Le jargon, qui consiste à remplacer de vieux mots français devenus artistiques à force d'ancienneté par des pédantismes ou des mots étrangers, est un vandalisme de même nature que de recouvrir de peinture caca d'oie des fresques de Raphaël.
Il faut flanquer des coups à sa phrase jusqu'à ce qu'elle cesse d'être de mauvaise humeur. Qui aime bien châtie bien. Plus on aime sa phrase, plus on doit être impitoyable.
La morale est un produit pour pays pauvres et arriérés. Les élites occidentales ont eu une inspiration, elles ont inventé un objet inutile pour les peuples qui ont tout : le bonheur.
L'Histoire est pleine de ganaches travesties en héros, pleine de héros interchangeables.
Il est heureux que les chiens n'aient pas la parole. Ils demanderaient le droit de vote et, qui sait ? S'ils aboyaient très fort, peut-être le leur accorderait-on.
L'humanité infantile dont a accouché la société scientifique et industrielle après la dernière guerre est une chose inédite dans l'histoire de la terre.
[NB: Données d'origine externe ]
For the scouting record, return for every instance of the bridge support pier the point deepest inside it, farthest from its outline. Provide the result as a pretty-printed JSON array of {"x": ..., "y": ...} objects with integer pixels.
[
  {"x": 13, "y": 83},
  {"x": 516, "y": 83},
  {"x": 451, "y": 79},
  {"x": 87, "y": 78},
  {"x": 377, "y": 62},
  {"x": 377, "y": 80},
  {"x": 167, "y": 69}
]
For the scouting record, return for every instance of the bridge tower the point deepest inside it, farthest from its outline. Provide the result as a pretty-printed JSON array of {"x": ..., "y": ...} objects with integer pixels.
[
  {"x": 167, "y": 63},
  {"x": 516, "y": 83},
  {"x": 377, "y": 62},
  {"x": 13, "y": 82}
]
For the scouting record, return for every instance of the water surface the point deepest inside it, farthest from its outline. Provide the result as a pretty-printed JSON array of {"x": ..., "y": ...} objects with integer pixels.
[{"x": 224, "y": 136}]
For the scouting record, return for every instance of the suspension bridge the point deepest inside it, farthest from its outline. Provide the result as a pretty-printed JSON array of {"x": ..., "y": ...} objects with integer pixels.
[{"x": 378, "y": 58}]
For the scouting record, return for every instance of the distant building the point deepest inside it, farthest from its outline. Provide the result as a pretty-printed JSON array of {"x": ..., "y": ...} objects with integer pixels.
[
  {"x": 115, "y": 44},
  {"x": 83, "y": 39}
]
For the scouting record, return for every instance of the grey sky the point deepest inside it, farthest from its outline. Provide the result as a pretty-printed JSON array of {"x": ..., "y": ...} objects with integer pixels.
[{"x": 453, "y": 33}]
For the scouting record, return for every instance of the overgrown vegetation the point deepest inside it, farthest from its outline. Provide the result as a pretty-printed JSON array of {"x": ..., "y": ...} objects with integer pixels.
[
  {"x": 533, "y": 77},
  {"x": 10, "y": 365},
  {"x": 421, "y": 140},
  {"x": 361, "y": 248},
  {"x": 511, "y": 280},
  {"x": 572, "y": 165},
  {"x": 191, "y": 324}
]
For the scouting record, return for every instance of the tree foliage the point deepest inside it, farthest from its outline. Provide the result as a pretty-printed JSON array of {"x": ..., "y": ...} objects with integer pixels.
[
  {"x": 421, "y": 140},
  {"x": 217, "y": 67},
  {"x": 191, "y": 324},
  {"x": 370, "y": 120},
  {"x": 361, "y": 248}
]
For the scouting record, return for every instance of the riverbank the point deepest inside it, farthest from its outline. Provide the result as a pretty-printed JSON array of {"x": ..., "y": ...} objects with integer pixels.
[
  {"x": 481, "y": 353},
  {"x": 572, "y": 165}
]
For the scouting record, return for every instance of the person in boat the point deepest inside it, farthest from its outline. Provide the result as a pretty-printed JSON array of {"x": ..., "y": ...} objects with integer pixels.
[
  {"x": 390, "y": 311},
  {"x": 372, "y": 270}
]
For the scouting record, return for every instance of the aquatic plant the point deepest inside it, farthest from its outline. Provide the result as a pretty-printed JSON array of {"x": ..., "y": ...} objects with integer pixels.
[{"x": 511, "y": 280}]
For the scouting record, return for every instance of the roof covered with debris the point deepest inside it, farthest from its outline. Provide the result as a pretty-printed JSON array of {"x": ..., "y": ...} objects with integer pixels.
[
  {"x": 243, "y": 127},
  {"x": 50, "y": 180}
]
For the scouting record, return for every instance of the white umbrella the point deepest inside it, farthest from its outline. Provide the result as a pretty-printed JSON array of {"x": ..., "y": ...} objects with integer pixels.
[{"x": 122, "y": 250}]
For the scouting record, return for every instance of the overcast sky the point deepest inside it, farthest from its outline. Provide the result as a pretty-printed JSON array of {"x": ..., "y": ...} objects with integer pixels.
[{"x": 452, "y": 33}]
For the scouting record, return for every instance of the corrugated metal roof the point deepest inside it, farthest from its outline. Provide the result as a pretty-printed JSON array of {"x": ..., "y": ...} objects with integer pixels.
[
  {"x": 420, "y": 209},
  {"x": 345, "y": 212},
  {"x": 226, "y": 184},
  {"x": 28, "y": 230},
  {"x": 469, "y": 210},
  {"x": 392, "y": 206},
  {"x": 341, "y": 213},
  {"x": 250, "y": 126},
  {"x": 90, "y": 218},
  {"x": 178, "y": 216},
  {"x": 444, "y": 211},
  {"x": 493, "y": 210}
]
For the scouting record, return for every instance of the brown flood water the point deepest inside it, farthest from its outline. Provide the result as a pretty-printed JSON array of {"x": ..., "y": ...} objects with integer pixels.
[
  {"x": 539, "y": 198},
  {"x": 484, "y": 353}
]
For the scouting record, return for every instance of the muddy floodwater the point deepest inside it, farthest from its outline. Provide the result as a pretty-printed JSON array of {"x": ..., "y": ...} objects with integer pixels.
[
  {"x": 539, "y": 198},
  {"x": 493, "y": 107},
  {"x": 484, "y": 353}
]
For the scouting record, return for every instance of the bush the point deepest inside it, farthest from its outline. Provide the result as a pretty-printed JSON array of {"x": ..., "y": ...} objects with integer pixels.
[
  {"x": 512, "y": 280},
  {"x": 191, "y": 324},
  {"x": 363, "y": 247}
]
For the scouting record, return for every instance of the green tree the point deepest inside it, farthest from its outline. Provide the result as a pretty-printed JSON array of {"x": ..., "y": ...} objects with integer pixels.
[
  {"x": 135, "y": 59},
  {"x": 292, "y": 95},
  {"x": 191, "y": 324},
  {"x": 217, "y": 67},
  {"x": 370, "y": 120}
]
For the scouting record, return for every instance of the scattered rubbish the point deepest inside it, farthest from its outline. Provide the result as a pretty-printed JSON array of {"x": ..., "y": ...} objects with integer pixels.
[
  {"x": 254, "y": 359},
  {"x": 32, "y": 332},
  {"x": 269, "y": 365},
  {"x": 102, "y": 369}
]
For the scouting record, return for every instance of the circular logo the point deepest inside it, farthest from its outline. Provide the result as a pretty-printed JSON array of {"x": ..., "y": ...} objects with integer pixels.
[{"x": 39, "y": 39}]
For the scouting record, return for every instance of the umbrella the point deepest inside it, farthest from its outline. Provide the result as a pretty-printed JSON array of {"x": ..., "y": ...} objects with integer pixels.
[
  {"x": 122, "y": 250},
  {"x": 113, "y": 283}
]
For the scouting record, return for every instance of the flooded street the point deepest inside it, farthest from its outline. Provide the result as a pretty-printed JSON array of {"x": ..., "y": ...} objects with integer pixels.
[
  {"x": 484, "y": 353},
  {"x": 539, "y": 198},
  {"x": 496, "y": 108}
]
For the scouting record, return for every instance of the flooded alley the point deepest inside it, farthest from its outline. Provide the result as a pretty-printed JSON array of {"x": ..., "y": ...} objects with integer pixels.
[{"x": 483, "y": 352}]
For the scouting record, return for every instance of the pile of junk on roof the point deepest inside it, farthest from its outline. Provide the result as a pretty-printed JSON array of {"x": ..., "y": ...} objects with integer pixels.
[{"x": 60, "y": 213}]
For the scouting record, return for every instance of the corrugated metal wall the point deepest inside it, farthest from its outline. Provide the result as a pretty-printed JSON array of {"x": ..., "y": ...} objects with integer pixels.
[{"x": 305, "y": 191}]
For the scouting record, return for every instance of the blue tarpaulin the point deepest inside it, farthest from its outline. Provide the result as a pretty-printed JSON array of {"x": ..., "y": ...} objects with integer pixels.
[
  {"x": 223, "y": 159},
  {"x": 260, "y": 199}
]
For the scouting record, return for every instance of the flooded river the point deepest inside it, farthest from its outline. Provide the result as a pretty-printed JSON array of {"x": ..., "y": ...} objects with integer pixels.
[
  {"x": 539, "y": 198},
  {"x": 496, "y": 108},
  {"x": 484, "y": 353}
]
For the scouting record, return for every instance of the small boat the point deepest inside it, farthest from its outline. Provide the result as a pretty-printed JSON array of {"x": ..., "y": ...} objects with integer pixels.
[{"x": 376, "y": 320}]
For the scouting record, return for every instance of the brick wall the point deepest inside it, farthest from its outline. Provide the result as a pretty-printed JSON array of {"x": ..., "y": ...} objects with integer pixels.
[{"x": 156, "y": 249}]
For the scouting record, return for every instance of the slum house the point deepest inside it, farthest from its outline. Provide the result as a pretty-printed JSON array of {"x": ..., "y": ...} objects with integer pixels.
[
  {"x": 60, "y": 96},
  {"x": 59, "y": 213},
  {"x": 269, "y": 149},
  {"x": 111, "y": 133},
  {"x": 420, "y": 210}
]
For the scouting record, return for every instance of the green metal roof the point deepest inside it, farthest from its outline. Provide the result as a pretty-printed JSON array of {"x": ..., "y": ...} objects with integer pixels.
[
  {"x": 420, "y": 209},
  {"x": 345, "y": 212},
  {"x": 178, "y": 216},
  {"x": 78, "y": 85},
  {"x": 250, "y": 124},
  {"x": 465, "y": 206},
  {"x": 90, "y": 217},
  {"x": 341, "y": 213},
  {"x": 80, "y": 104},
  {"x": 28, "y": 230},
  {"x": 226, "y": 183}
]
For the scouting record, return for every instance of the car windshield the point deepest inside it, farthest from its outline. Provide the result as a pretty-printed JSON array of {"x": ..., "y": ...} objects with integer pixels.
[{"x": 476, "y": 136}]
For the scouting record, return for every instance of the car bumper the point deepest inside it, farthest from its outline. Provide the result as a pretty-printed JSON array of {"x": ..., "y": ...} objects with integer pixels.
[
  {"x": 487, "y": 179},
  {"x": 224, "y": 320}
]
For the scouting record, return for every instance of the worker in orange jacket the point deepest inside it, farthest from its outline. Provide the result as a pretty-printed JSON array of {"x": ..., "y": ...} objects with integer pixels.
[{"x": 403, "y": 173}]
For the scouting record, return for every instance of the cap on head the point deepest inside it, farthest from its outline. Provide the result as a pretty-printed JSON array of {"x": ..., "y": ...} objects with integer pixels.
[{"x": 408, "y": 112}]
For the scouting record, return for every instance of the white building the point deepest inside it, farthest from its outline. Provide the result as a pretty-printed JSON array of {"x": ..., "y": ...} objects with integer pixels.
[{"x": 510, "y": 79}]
Les Français ne deviennent un peuple si méchant (et un si méchant peuple) que parce qu'il y a de moins en moins de travailleurs manuels. Tout le monde est rond-de-cuir. Et le rond-de-cuir est un animal immonde, un atroce petit-bourgeois au sens du XIXe siècle. Quelle tristesse, tous ces honnêtes ouvriers, ces artisans intelligents et heureux qui deviennent de méchantes gens parce qu'ils ne se servent plus de leurs mains !
Les condamnations sans appel sont toujours prononcées au milieu des éclats de rire de l'assistance.
Une des caractéristiques des pharisiens, c'est précisément d'accuser les autres de pharisaïsme.
Les proverbes sont excellents, mais la plupart du temps les mots qui les composent semblent en désordre comme si la tradition orale qui les rapporte avait vacillé. Voici quelques proverbes nouveaux, faits avec les anciens, et qui me semblent aussi vrais qu'eux : le génie n'est qu'une longue impatience ; la pauvreté ne fait pas le bonheur ; la bêtise est la mère de tous les vices ; tout péché n'est pas bon à dire ; qui paie ses dettes n'amasse pas mousse ; mieux vaut faire pitié qu'envie, etc.
J'appelle un chat un chat et Rolet un fripon », disait Boileau. Un alexandrin comme celui-là, aujourd'hui, lui vaudrait un procès en diffamation. De la part des chats.
Quand les tigres sont dehors, c'est encore dans la cage qu'on est le plus en sûreté.